Sementara Nugroho Prasetyo selaku Pemohon Perkara Nomor 50/PUU-XVI/2018 melalui kuasa hukumnya Heriyanto menyatakan, kliennya merupakan warga negara Indonesia yang mendeklarasikan diri sebagai bakal calon presiden Republik Indonesia tanggal 19 Juni 2018. Pemohon  merupakan pendiri Ormas Front Pembela Rakyat dan Ormas Garda Indonesia. Akan tetapi, lanjutnya, dengan adanya aturan ambang batas pencalonan presiden telah membatasi hak konstitusional Pemohon untuk mencari parpol pengusung dalam lingkup parpol peserta Pemilu 2014 saja. Padahal, lanjut Heriyanto, ada empat partai politik baru seperti Partai Beringin Karya (Berkarya), Partai Solidaritas Indonesia, Partai Gerakan Perubahan Indonesia (Garuda), dan Partai Persatuan Indonesia (Perindo) yang berpeluang bagi Pemohon dekati guna mengusung Pemohon sebagai calon presiden.
“Pemohon memiliki potensi besar untuk dijadikan calon presiden oleh partai-partai baru dikarenakan Pemohon memiliki kelompok pergerakan Front Pembela Rakyat (FPR) dan Garda Indonesia yang telah terbentuk di 517 kabupaten dan kota seluruh Indonesia. Ormas tersebut dapat meningkatkan perolehan suara partai politik (vote getters). Partai politik baru butuh Pemohon sebagai calon presiden untuk meningkatkan perolehan suara pada pemilu tahun 2019,” tegasnya pada sidang yang sama.
Open Legal Policy
Sementara itu, Pakar Komunikasi Politik Effendi Gazali selaku Pemohon Nomor 54/PUU-XVI/2018 mendalilkan kerugian konstitusional dengan berlakunya Pasal 222 UU Pemilu. Akan tetapi, ia menegaskan ada perbedaan permohonannya dengan permohonan-permohonan sebelumnya yang telah diputus MK.  Ia menyebut menerima bahwa Pasal 222 UU Pemilu merupakan kebijakan hukum terbuka pembuat undang-undang. 
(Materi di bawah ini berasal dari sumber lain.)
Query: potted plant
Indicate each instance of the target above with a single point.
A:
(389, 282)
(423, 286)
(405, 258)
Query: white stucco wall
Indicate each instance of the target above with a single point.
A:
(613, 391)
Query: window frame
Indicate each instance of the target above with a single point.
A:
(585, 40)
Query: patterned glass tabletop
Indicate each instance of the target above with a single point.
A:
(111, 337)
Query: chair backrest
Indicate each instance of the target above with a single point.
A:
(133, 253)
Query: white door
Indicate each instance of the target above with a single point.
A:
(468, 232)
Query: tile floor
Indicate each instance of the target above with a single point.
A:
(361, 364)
Menurut Gazali, Pasal 222 UU Pemilu, andaikan pun dibentuk atas dasar open legal policy, tidak akan membawa kerugian konstitusional kepada warga negara manapun, jika dinyatakan oleh Mahkamah Konstitusi mulai berlaku pada Pemilihan Serentak Presiden dan DPR pada 2024 atau lima tahun yang akan datang. Hal ini karena sejak UU Pemilu ini dinyatakan berlaku 16 Agustus 2017, warga negara sudah mengetahui serta dianggap mengetahui bahwa ketika melakukan hak pilihnya untuk Pemilu DPR tahun 2019. Hal itu, lanjutnya, sekaligus akan dihitung sebagai bagian dari ambang-batas untuk pengusulan pasangan calon presiden dan wakil presiden (Presidential Threshold) oleh Partai Politik atau Gabungan Partai Politik Peserta Pemilu tahun 2024.
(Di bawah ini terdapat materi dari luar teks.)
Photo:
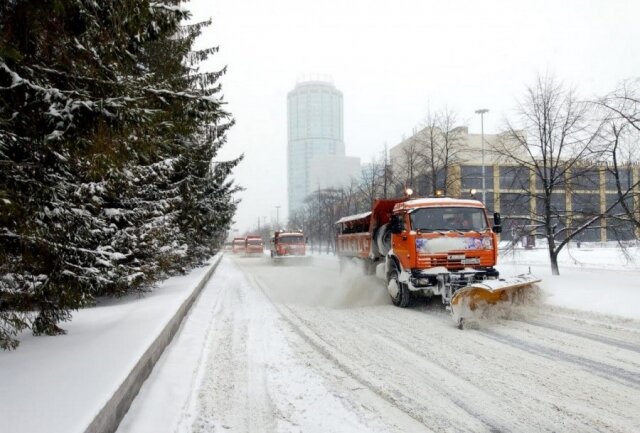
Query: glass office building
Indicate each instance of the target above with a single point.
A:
(315, 128)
“Namun, posisi kami ingin menyampaikan bahwa karena kami semua sebagai warga negara yang sudah melakukan hak pilih kami pada Pemilu DPR 2014, tidak pernah diberitahu sama sekali, baik oleh undang-undang atau peraturan apapun. Tidak pernah diberitahu sama sekali oleh DPR, pemerintah maupun KPU yang memiliki tugas untuk itu bahwa kalau kami melakukan hak pilih kami pada Pemilihan DPR Tahun 2014, hal itu berarti sekaligus menjadi presidential threshold pada Pemilu 2019,” dalil Gazali.

Lebih lanjut, Gazali memohon kepada Majelis Hakim tidak membiarkan terjadinya Pemilihan Umum Serentak 2019 bertentangan dengan nilai-nilai Pancasila yang merupakan bagian utuh dari Undang-Undang Dasar Negara Republik Indonesia Tahun 1945.

“Kenapa? Karena kalau itu dibiarkan terlaksana pada Pemilu Serentak 2019 ini, berarti sudah membiarkan terjadinya pembohongan kepada warga negara. Setidaknya kami yang sudah melakukan hak pilih kami pada Pemilu DPR 2014 dan sekaligus Mahkamah Konstitusi membiarkan terjadinya manipulasi atau penggelapan hasil hak suara kami pada Pemilu DPR 2014 untuk bukan tujuan-tujuan yang sebagaimana sudah disampaikan kepada warga negara,” imbuh Effendi. 

Kalau kedua hal itu dibiarkan, ujar Effendi, Mahkamah Konstitusi seperti membiarkan terjadinya Pemilu Serentak 2019 yang bertentangan atau melanggar nilai-nilai Pancasila yang ada sepenuhnya dalam Undang-Undang Dasar 1945. Lebih khusus lagi dinyatakan oleh putusan MK secara substantif ada dalam Pembukaan Undang-Undang Dasar 1945.

Pemilih Pemula

Permohonan lain terkait pengujian aturan ambang batas pencalonan presiden/wakil presiden, datang dari Muhammad Dandy yang merupakan pemilih pemula dalam Pemilu 2019 mendatang. Ia merasa hak konstitusionalnya terlanggar dengan berlakunya Pasal 222 UU Pemilu. Unoto Dwi Yulianto selaku kuasa hukum Perkara Nomor 58/PUU-XVI/2018, menyebut Pemohon yang berusia 20 tahun merupakan pemilih pemula. Pada Pemilihan Umum 2014, Pemohon tidak dapat menggunakan hak pilihnya karena belum berusia 17 tahun dan juga belum menikah.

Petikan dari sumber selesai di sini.